Carnival Corporation & Plc institutional ownership is held at 43.60% while insider ownership was 8.80%. As of now, CCL has a P/S, P/E and P/B values of 2.00, 0 and 0.76 respectively. Its P/Cash is valued at 2.54. The Company’s net profit margin for the 12 months at 0. Comparatively, the gazes have a Gross margin 13.40%.

Profitability ratios:

Looking into the profitability ratios of CCL stock, an investor will find its ROE, ROA, ROI standing at -33.70%, -15.80% and 8.70%, respectively.

Earnings per Share Details of Carnival Corporation & Plc

The EPS of CCL is strolling at -10.28, measuring its EPS growth this year at -2.70%. As a result, the company has an EPS growth of 0 for the approaching year.

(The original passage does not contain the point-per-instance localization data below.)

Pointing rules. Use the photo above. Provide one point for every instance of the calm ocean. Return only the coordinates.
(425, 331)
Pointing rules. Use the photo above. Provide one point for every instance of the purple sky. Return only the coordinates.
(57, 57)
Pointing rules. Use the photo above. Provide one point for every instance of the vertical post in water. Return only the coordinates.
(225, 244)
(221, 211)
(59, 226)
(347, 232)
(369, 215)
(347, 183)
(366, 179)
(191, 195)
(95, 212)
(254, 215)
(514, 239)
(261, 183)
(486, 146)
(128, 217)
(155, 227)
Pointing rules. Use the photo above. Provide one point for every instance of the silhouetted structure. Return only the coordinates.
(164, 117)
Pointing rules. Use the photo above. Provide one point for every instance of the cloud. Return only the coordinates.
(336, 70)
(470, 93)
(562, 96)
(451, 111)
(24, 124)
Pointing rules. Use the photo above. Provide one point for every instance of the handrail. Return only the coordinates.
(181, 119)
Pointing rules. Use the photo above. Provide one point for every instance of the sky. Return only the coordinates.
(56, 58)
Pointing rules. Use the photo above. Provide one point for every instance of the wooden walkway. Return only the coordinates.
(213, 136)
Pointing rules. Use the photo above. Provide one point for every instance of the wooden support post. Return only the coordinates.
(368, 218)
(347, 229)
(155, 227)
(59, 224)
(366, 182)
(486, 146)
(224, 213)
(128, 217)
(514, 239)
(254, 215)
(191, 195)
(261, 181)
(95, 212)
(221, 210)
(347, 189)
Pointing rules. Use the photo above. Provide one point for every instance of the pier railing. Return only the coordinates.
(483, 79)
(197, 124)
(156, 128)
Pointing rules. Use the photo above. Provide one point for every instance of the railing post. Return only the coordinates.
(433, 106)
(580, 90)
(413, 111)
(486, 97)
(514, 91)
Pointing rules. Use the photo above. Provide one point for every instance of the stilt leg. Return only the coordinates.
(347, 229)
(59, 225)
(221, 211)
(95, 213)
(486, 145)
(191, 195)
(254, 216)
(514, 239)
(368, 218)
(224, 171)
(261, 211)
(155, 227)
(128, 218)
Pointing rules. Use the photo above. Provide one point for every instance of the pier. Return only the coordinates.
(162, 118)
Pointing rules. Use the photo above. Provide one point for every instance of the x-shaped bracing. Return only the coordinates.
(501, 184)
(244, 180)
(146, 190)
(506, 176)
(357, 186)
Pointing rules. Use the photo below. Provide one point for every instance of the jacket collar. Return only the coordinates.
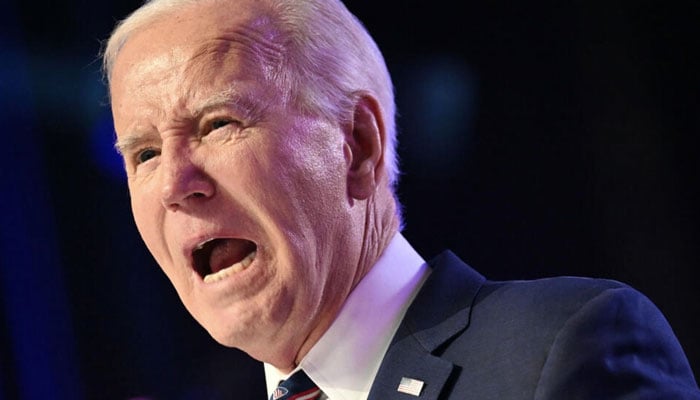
(440, 311)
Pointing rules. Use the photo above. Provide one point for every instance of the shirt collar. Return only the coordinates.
(345, 360)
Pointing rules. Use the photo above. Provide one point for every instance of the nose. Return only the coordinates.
(184, 181)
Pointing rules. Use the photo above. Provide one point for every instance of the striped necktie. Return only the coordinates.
(297, 387)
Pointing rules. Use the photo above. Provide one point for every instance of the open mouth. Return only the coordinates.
(216, 259)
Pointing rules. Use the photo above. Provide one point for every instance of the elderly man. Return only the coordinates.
(259, 142)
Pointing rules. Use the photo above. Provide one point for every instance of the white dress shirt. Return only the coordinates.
(344, 362)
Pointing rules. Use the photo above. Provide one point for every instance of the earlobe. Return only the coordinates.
(364, 148)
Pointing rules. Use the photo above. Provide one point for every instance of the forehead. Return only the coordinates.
(207, 44)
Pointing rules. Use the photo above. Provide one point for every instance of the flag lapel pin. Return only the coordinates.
(410, 386)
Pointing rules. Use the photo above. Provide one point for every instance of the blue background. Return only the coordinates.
(538, 138)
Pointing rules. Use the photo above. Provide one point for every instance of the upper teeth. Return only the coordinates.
(201, 245)
(237, 267)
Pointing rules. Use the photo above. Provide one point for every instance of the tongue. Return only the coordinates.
(227, 252)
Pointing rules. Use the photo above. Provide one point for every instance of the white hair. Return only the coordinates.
(330, 58)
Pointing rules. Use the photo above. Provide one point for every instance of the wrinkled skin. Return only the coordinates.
(213, 150)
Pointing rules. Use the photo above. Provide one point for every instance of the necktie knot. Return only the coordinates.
(297, 387)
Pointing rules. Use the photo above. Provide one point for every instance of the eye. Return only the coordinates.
(146, 154)
(219, 123)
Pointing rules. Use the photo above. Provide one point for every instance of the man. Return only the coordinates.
(259, 142)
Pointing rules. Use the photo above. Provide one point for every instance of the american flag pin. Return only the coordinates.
(410, 386)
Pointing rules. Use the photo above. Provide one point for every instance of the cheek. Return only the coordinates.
(146, 214)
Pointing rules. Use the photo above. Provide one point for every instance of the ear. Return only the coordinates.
(364, 148)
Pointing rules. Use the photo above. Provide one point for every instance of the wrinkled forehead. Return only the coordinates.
(204, 34)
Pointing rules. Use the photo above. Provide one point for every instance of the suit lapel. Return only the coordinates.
(440, 311)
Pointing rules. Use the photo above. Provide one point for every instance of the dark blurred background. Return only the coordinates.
(537, 138)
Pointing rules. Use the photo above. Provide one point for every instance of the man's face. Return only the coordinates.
(241, 199)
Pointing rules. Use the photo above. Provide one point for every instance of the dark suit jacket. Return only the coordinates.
(556, 338)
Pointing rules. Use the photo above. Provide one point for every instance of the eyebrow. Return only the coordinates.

Given the importance of identifying companies that will ensure earnings per share at a tall rate, we later obsession to umpire how to identify which companies will achieve high amassing rates. One obvious showing off to identify high earnings per portion count together companies are to locate companies that have demonstrated such build up beyond the p.s. 5 to 10 years.

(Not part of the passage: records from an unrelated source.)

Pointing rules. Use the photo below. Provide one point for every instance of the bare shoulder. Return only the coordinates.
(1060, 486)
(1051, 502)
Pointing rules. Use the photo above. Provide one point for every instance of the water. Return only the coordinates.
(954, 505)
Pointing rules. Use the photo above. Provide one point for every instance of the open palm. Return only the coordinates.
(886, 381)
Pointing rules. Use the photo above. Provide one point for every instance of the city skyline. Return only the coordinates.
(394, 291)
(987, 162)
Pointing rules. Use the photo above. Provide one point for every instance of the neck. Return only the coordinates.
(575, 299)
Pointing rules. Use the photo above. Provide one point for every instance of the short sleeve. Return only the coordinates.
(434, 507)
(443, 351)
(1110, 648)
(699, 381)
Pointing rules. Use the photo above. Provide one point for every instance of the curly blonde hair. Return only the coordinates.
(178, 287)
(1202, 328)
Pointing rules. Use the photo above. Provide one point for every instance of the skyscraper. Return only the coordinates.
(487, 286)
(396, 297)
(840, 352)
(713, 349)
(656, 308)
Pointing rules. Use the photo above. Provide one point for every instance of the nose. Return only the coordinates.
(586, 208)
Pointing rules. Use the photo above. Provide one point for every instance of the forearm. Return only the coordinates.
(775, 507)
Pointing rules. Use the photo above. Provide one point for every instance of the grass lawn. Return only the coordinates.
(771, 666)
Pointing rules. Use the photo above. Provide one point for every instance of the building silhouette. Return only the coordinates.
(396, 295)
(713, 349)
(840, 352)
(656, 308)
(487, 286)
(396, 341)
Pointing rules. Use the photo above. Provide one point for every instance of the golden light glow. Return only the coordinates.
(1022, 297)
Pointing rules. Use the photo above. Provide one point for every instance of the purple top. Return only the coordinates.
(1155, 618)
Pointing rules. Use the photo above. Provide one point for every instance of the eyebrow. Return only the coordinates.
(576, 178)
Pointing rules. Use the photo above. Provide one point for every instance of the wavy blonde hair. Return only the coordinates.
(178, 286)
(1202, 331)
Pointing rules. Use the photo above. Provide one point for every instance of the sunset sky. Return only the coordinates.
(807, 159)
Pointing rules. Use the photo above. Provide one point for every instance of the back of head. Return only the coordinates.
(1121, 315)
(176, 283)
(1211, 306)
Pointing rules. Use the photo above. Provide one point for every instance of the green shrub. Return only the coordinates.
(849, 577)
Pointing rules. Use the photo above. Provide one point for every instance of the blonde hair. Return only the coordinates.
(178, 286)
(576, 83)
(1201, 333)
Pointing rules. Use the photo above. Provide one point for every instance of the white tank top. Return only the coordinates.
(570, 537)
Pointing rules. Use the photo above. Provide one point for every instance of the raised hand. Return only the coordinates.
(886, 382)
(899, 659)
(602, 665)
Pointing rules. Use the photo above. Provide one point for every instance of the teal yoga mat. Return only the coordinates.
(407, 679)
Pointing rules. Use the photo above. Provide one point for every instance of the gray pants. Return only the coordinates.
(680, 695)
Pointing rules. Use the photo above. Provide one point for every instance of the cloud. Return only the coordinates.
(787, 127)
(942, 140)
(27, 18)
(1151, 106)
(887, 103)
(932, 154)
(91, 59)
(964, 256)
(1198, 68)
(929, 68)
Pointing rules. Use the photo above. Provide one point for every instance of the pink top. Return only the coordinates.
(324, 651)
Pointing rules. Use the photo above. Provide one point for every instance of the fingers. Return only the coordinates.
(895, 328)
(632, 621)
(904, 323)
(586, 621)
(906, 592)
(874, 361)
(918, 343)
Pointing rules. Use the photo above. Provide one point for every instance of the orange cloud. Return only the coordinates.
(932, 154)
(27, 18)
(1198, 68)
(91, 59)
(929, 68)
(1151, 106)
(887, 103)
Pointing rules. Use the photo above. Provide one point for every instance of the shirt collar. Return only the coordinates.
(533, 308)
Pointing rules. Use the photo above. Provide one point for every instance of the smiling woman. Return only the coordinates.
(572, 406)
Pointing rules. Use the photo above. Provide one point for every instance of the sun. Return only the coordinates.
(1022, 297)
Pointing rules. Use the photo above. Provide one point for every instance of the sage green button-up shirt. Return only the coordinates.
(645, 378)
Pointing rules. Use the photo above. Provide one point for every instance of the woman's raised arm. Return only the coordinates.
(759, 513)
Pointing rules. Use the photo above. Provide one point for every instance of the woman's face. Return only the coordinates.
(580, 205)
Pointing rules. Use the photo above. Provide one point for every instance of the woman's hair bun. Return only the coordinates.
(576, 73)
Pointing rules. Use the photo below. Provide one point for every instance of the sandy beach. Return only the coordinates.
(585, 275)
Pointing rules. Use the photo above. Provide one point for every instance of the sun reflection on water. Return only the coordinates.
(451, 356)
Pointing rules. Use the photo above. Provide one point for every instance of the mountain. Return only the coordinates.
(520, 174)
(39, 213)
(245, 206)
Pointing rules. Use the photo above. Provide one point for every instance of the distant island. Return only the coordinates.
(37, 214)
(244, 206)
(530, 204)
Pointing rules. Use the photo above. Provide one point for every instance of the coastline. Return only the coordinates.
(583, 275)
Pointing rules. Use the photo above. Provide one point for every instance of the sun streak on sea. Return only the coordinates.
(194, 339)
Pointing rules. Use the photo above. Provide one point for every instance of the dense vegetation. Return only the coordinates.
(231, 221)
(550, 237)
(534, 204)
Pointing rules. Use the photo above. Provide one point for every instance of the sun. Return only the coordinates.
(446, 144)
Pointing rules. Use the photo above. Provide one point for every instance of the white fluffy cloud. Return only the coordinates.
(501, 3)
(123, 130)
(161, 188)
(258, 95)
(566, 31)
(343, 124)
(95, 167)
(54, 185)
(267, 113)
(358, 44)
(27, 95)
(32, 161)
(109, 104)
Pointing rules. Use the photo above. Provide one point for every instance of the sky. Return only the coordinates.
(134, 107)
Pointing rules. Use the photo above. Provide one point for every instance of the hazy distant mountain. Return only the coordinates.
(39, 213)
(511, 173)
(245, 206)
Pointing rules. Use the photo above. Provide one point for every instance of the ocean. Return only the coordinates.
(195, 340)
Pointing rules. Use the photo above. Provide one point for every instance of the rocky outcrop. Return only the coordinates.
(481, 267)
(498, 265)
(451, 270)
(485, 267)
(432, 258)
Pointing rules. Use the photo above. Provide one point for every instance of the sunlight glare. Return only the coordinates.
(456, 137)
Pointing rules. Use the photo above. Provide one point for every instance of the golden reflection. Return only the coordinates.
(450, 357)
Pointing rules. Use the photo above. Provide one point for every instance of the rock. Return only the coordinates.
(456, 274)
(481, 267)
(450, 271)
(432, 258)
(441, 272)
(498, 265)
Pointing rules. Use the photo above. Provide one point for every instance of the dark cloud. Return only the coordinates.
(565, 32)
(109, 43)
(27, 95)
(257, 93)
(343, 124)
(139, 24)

The payout ratio shows the proportion of earnings paid out as dividends to shareholders, typically expressed as a percentage of the company’s earnings. The payout ratio can also be expressed as dividends paid out as a proportion of cash flow. The payout ratio is also known as the dividend payout ratio. The Company’s payout ratio was 0 and Price to free cash flow remained $0.

About Brad Larson

This is Brad Larson and I like to introduce myself as an adviser, in the “Earnings Review”. I worked independently as a self motivator and with the financial institute as financial adviser to invest in the Earnings sector for over 9 years in the developing countries by introducing new phases and ways to improve in the Earnings sector.I specialize in market indices, currency pairs, and commodities, rarely trading individual stocks. I accomplished my Post-Graduate degree in Business Administration with a specialization in Finance from International School of Business and Media (ISB&M). I like to travel all over the globe to get new experience and provide by best services to the companies. As an adviser I like to work with new people to share and explore new ideas keeping in view minimizing the operating cost and giving the best final product through new technology and minimizing the time of development.